The technical capabilities matter: progressive rollouts, automated safeguards, audit trails, self-regulating rollouts. But those capabilities only deliver value when the culture supports using them. When experimentation is safe; when rollback isn’t failure, it’s discipline; when the question after an incident isn’t “who broke it?” but “what control were we missing?”
Every talk at DevOpsCon Amsterdam was, in its own way, a talk about people. Mads Coello talked about psychological safety. John Davies talked about professional identity. Pieter van der Meer talked about the engineering judgment that no orchestration layer can automate. Soroosh Khodami talked about the human decisions that determine whether an attack succeeds or gets contained. And Melinda talked about giving engineers the controls they need to make good decisions under pressure.
If you’d like to watch any of the full-length talks, they’re available in the devmio app along with an endless library of past conference talk recordings.
Ultimately, DevOpsCon 2026 proved that while the models are getting smarter, the responsibility stays with us. The future of the industry is about building the human trust and technical guardrails necessary to handle that speed safely. If you want to see what those guardrails look like in practice, try Unleash for free.
FAQs
What were the main themes at DevOpsCon Amsterdam 2026?

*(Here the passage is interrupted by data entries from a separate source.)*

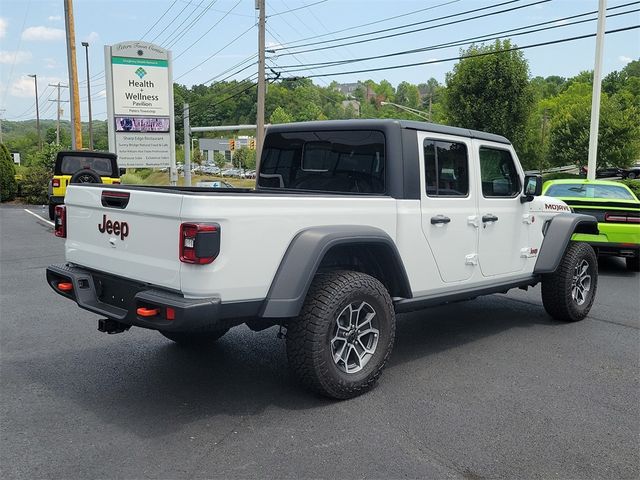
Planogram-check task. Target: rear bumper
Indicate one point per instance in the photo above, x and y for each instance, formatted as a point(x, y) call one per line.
point(119, 299)
point(616, 249)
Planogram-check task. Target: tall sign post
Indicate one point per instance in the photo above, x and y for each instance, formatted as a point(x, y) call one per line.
point(140, 111)
point(595, 99)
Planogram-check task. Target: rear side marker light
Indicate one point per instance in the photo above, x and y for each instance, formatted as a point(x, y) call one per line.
point(199, 243)
point(60, 223)
point(621, 218)
point(147, 312)
point(65, 286)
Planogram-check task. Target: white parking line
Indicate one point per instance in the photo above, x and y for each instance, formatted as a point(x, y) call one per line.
point(39, 217)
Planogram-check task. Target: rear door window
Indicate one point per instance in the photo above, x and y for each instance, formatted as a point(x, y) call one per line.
point(446, 168)
point(325, 161)
point(72, 163)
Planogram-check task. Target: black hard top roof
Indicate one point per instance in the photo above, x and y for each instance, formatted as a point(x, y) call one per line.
point(385, 124)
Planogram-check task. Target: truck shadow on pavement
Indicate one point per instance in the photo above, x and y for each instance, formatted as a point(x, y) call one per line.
point(145, 384)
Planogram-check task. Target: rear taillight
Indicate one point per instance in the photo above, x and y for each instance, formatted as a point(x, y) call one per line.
point(199, 242)
point(621, 218)
point(60, 223)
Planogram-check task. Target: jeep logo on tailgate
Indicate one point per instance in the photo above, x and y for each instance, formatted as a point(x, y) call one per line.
point(116, 228)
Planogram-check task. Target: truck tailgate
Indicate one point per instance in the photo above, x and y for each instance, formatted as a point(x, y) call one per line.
point(139, 241)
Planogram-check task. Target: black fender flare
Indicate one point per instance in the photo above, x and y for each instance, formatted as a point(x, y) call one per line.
point(557, 237)
point(304, 255)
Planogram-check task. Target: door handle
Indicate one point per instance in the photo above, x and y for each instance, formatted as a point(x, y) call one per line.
point(439, 220)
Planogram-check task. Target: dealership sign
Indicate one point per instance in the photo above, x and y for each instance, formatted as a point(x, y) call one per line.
point(140, 104)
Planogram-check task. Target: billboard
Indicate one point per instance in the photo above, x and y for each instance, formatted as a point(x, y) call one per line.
point(140, 104)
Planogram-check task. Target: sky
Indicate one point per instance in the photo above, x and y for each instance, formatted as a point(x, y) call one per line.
point(209, 37)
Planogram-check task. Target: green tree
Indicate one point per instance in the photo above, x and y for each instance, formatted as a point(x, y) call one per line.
point(8, 185)
point(280, 115)
point(619, 131)
point(489, 90)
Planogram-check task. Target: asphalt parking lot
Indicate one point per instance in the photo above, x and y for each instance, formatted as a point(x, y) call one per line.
point(491, 388)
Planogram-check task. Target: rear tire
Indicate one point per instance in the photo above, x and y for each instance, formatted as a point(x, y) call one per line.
point(340, 342)
point(569, 292)
point(633, 263)
point(194, 339)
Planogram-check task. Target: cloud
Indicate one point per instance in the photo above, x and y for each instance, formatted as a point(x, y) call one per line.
point(92, 37)
point(43, 33)
point(15, 57)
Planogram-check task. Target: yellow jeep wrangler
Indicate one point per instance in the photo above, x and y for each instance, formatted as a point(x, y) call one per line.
point(80, 167)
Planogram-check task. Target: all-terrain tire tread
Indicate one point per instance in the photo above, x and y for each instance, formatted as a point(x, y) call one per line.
point(556, 287)
point(305, 335)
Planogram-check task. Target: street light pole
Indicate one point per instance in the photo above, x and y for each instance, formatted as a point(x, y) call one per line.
point(35, 81)
point(86, 51)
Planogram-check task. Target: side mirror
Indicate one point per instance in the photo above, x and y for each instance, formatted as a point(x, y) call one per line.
point(532, 187)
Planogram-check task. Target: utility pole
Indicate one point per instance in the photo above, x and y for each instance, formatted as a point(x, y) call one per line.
point(35, 81)
point(76, 127)
point(595, 99)
point(260, 5)
point(187, 145)
point(86, 51)
point(58, 86)
point(545, 118)
point(2, 110)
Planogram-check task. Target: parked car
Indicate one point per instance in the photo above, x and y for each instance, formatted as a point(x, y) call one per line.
point(615, 207)
point(352, 222)
point(631, 173)
point(80, 167)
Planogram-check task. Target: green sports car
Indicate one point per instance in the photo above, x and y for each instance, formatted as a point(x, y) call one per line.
point(616, 208)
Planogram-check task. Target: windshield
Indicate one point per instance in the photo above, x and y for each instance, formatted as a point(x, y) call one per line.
point(585, 190)
point(329, 161)
point(73, 163)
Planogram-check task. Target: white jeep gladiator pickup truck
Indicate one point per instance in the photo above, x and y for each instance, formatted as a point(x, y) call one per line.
point(350, 223)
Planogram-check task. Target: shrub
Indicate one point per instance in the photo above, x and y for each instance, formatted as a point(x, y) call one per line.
point(35, 185)
point(8, 185)
point(634, 185)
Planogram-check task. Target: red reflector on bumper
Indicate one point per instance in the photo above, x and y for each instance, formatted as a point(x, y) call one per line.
point(65, 286)
point(147, 312)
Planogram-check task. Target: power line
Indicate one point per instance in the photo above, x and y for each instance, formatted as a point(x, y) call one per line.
point(487, 37)
point(454, 22)
point(179, 31)
point(205, 33)
point(158, 21)
point(218, 51)
point(297, 8)
point(451, 59)
point(171, 22)
point(387, 19)
point(13, 62)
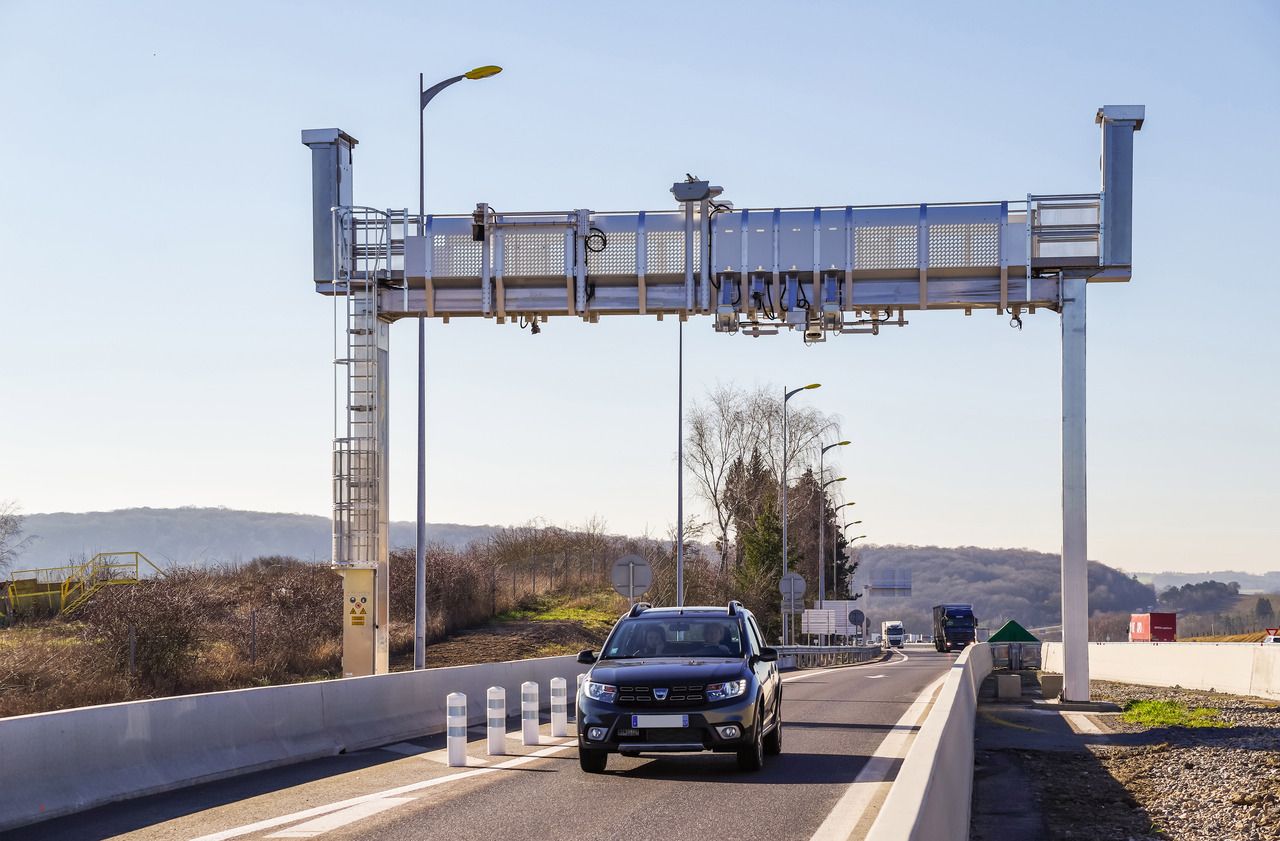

The five dominant themes were: AI adoption as a workflow design challenge rather than a speed race, the shifting role of the developer in an era of over a million available LLMs, the engineering discipline required to build production-grade agentic AI, the expanding attack surface that comes with AI-accelerated development, and the foundational role of culture and people in making any of this work.
How does AI adoption affect delivery stability according to DORA research?
DORA research shows that a 25% increase in AI adoption correlates with improvements at the individual level: 7.5% better documentation, 3.4% better code quality, and 3.1% faster code reviews. However, that same increase correlates with a 7.2% drop in delivery stability at the organizational level, because developers pack more changes into each release, increasing complexity and the surface area for failures.
What is the difference between DevOps and FeatureOps?
DevOps is the discipline of getting code to production reliably: CI/CD, infrastructure as code, automated testing, and observability. FeatureOps extends those same principles beyond the CI/CD pipeline into runtime, adding control over what deployed code actually does once it’s running. Where DevOps manages deployments, FeatureOps manages behavior: who sees what, when, and under what conditions, with the ability to change, scope, and roll back in seconds without redeploying.